Foto: Jennifer Wettig


Straße mit Menschen und Feuerwerk.

Fotolinks des Tages

1. Zweiundfünfzig mal 2014

Die amerikanische Huffington Post macht es uns leicht, 2014 noch einmal vorüberziehen zu lassen. Die Redakteurin des Ressorts für Kunst und Kultur, Katherine Brooks sammelte 52 Aufnahmen, die in chronologischer Reihenfolge Ereignisse in aller Welt erfassen. So ist von der Neujahrs-Feier 2013/14 in Frankfurt über die Gay Pride Parade in Stockholm bis hin zu den Protesten in Washington alles dabei.

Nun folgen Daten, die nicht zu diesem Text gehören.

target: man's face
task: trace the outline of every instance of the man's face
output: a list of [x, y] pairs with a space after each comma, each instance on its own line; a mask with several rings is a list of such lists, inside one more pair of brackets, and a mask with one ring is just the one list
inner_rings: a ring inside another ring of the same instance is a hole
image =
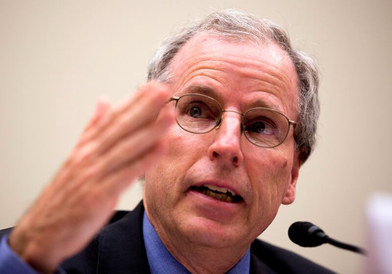
[[[242, 113], [268, 106], [296, 120], [297, 75], [274, 44], [199, 35], [181, 48], [171, 69], [174, 95], [204, 94]], [[204, 134], [175, 124], [166, 137], [168, 153], [146, 174], [145, 206], [162, 237], [211, 247], [247, 246], [281, 204], [294, 201], [300, 164], [293, 127], [283, 143], [265, 148], [242, 134], [240, 114], [224, 112], [222, 119], [218, 129]], [[228, 189], [242, 200], [218, 200], [197, 190], [203, 185]]]

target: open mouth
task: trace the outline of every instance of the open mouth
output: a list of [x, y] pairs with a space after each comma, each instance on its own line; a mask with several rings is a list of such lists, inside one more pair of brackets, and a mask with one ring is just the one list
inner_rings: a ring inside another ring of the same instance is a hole
[[237, 195], [232, 190], [211, 184], [204, 184], [200, 186], [194, 185], [191, 187], [191, 189], [222, 202], [236, 203], [244, 200], [241, 196]]

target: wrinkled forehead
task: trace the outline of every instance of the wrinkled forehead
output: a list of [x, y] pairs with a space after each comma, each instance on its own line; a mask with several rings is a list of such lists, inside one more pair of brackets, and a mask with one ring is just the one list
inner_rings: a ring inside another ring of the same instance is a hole
[[169, 69], [175, 92], [200, 75], [221, 84], [225, 80], [222, 78], [230, 78], [236, 80], [226, 83], [248, 85], [244, 89], [247, 92], [264, 91], [276, 96], [296, 116], [298, 76], [288, 54], [273, 42], [238, 42], [198, 34], [180, 49]]
[[[249, 50], [255, 47], [258, 51]], [[256, 42], [250, 39], [239, 41], [238, 38], [234, 39], [203, 33], [192, 38], [180, 49], [171, 63], [170, 70], [174, 73], [183, 71], [181, 68], [190, 62], [201, 61], [206, 58], [213, 59], [222, 52], [225, 53], [226, 57], [233, 61], [238, 59], [244, 61], [244, 57], [248, 57], [249, 60], [260, 61], [262, 59], [276, 70], [283, 69], [294, 72], [296, 77], [291, 80], [294, 84], [297, 83], [297, 73], [291, 58], [274, 42]], [[184, 62], [184, 60], [187, 62]], [[252, 67], [255, 63], [249, 62], [249, 65]]]

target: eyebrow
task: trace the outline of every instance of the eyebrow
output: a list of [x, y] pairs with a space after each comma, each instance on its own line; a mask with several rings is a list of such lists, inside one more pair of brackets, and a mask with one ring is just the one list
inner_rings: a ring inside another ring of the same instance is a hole
[[[193, 86], [190, 86], [185, 89], [186, 93], [196, 93], [209, 96], [213, 98], [215, 100], [217, 100], [221, 104], [220, 100], [220, 96], [218, 92], [215, 90], [211, 87], [208, 86], [204, 86], [203, 85], [195, 85]], [[252, 109], [253, 108], [268, 108], [272, 109], [277, 111], [281, 111], [277, 105], [275, 104], [271, 104], [264, 100], [258, 99], [253, 102], [250, 103], [248, 105], [246, 105], [247, 109], [243, 110], [243, 111], [247, 111], [247, 110]]]
[[208, 86], [204, 86], [203, 85], [190, 86], [185, 89], [185, 90], [187, 92], [191, 93], [197, 93], [206, 95], [214, 99], [216, 99], [217, 97], [219, 97], [218, 92], [215, 90]]

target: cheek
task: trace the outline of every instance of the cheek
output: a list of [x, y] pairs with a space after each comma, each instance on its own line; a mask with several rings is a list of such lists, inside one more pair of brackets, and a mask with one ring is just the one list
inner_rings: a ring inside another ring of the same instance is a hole
[[287, 190], [293, 163], [288, 159], [287, 153], [277, 150], [265, 151], [262, 158], [251, 162], [257, 163], [248, 169], [253, 198], [256, 200], [256, 214], [274, 217]]

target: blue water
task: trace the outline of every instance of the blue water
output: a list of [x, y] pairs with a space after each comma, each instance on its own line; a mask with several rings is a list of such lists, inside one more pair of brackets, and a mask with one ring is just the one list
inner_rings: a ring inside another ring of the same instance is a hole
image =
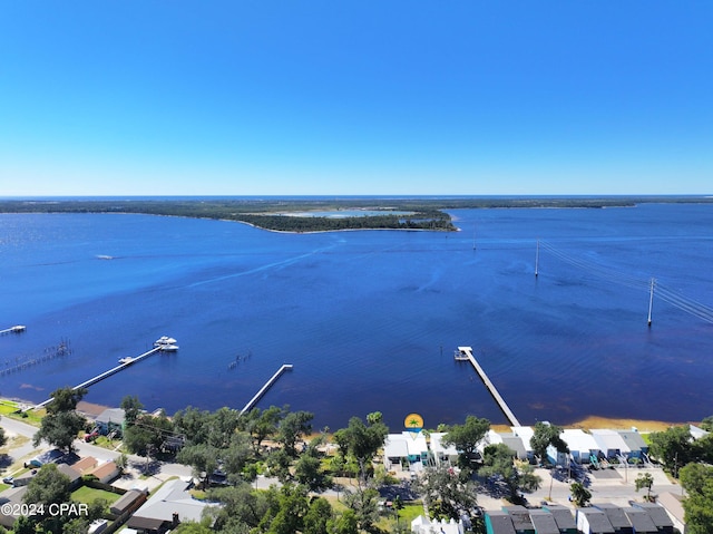
[[0, 377], [0, 395], [45, 400], [165, 334], [177, 353], [92, 386], [87, 400], [240, 409], [286, 362], [294, 370], [258, 406], [311, 410], [318, 427], [374, 410], [394, 429], [413, 411], [427, 427], [469, 414], [506, 423], [453, 361], [471, 346], [525, 424], [713, 414], [710, 318], [655, 297], [646, 326], [652, 276], [713, 308], [713, 205], [451, 214], [462, 232], [0, 214], [0, 329], [27, 326], [0, 337], [0, 368], [60, 340], [72, 349]]

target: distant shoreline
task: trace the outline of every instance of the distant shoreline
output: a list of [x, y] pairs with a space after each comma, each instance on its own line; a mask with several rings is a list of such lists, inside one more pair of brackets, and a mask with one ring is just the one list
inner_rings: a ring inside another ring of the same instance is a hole
[[[0, 401], [2, 402], [17, 402], [22, 405], [35, 406], [35, 402], [30, 402], [21, 399], [10, 399], [6, 397], [0, 397]], [[97, 417], [105, 409], [111, 408], [110, 406], [87, 402], [86, 400], [80, 400], [77, 405], [77, 410], [85, 414], [89, 417]], [[557, 421], [550, 421], [555, 425], [561, 426], [564, 428], [580, 428], [583, 430], [590, 430], [595, 428], [606, 428], [612, 430], [631, 430], [632, 428], [636, 428], [639, 433], [652, 433], [652, 431], [663, 431], [672, 426], [683, 426], [683, 425], [697, 425], [700, 421], [661, 421], [655, 419], [628, 419], [628, 418], [617, 418], [617, 417], [602, 417], [596, 415], [587, 416], [586, 418], [567, 424], [560, 425]], [[530, 425], [525, 425], [530, 426]], [[496, 431], [510, 431], [509, 425], [504, 424], [491, 424], [491, 428]], [[395, 431], [395, 429], [391, 429], [391, 431]]]

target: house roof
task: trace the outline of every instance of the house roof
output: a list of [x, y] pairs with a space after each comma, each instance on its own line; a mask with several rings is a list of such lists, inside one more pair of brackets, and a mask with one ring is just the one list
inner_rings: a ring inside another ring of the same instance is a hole
[[533, 427], [510, 427], [510, 429], [512, 430], [512, 434], [522, 440], [525, 450], [528, 453], [531, 452], [533, 447], [530, 446], [530, 439], [535, 436], [535, 429]]
[[548, 504], [547, 506], [543, 506], [543, 508], [553, 514], [553, 517], [560, 530], [575, 530], [577, 527], [569, 508], [560, 504]]
[[85, 456], [78, 462], [75, 462], [71, 466], [79, 473], [84, 473], [97, 466], [97, 458], [95, 458], [94, 456]]
[[[403, 454], [391, 454], [391, 452], [402, 453], [403, 445], [395, 445], [399, 441], [406, 444], [407, 455]], [[392, 447], [393, 445], [393, 447]], [[426, 436], [423, 433], [411, 433], [408, 430], [403, 430], [401, 434], [389, 434], [384, 441], [384, 456], [394, 457], [394, 456], [420, 456], [421, 453], [428, 453], [428, 444], [426, 443]]]
[[458, 454], [458, 449], [456, 449], [455, 445], [443, 445], [443, 436], [447, 433], [431, 433], [431, 450], [433, 454], [443, 454], [447, 456], [456, 456]]
[[116, 515], [121, 515], [137, 499], [141, 498], [143, 495], [144, 494], [137, 489], [129, 489], [111, 505], [111, 508], [110, 508], [111, 513]]
[[[661, 495], [658, 496], [658, 499], [661, 501]], [[632, 506], [634, 506], [635, 508], [642, 508], [648, 512], [648, 516], [652, 518], [652, 521], [654, 522], [654, 525], [656, 525], [657, 527], [673, 526], [673, 521], [671, 521], [671, 517], [668, 517], [668, 514], [666, 514], [666, 511], [660, 504], [632, 503]]]
[[115, 423], [120, 425], [124, 423], [126, 412], [121, 408], [107, 408], [95, 419], [97, 423]]
[[590, 434], [585, 433], [582, 428], [566, 428], [560, 434], [561, 439], [567, 444], [569, 450], [579, 453], [589, 453], [590, 450], [599, 450], [599, 446]]
[[115, 462], [106, 462], [100, 466], [98, 466], [96, 469], [94, 469], [91, 474], [97, 478], [101, 479], [105, 476], [109, 476], [113, 473], [116, 473], [117, 470], [118, 470], [118, 467], [116, 466]]
[[619, 436], [628, 445], [631, 450], [646, 450], [648, 445], [644, 441], [644, 438], [636, 430], [619, 430]]
[[507, 512], [486, 512], [492, 534], [516, 534], [512, 517]]
[[624, 509], [622, 509], [619, 506], [612, 503], [593, 504], [593, 506], [599, 508], [606, 514], [607, 520], [609, 520], [609, 523], [612, 523], [612, 526], [615, 530], [632, 526], [628, 518], [626, 517], [626, 514], [624, 513]]
[[634, 527], [634, 532], [636, 534], [653, 534], [658, 532], [658, 528], [654, 524], [653, 520], [643, 509], [634, 508], [632, 506], [623, 509], [626, 514], [626, 517], [632, 523], [632, 526]]
[[559, 534], [559, 527], [553, 514], [545, 509], [530, 509], [529, 513], [537, 534]]
[[584, 515], [592, 534], [614, 534], [616, 531], [606, 514], [598, 508], [577, 508], [577, 515]]
[[[189, 482], [176, 478], [166, 482], [152, 497], [136, 511], [134, 517], [129, 520], [129, 526], [139, 528], [140, 526], [133, 520], [155, 520], [160, 526], [165, 521], [172, 521], [173, 514], [178, 514], [179, 521], [201, 521], [203, 508], [212, 506], [202, 501], [197, 501], [188, 493]], [[154, 527], [156, 528], [156, 527]]]
[[594, 429], [590, 430], [594, 440], [597, 443], [603, 452], [618, 449], [622, 454], [631, 453], [624, 438], [616, 430], [608, 429]]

Was im Nachhinein tatsächlich schade ist, bemerkt man leider nur, wenn man genau hinsieht: Keine einzige Fotografin, kein einziger Fotograf wurde genannt. → ansehen

2. Vom Leiden in Gaza City

Wir machen heute eine Ausnahme und verlinken ein Fotoessay aus dem August des letzten Jahres, welches jedoch dieser Tage im Netz erneut besprochen wurde. Es handelt sich dabei um die Erlebnisse einer LA-Times Fotojournalistin, die nach heftigem Bombardement von Gaza City die Zustände der Bewohner erlebte und fotografierte. Es sind bewegende Bilder und Worte, die uns schonungslos die Abgründe des Krieges vor Augen halten. → ansehen

3. Gefährliche Aufnahmen

Selten schafft ein Fotograf in kurzer Zeit so viel zu bewegen, wie Kevin McElvaney. Der in Norddeutschland Geborene lernte vor vier Jahren die Fotografie kennen und dokumentierte in der Zwischenzeit Arbeiter des Computer-Friedhofes Agbogbloshie, Palästinenser im Westjordanland und nun die Tagelöhner am Kawah Ijen, einem Schwefelvulkan in Indonesien. Die Süddeutsche veröffentlichte gestern exklusive Aufnahmen von einem Ort, an den sich nur wenige Menschen trauen, wenn sie nicht durch ihre Armut dazu gezwungen werden. → ansehen

+ Katja Kemnitz berichtete im Mai des letzten Jahres über die oben genannte und Serie McAlvaneys: Agbogbloshie.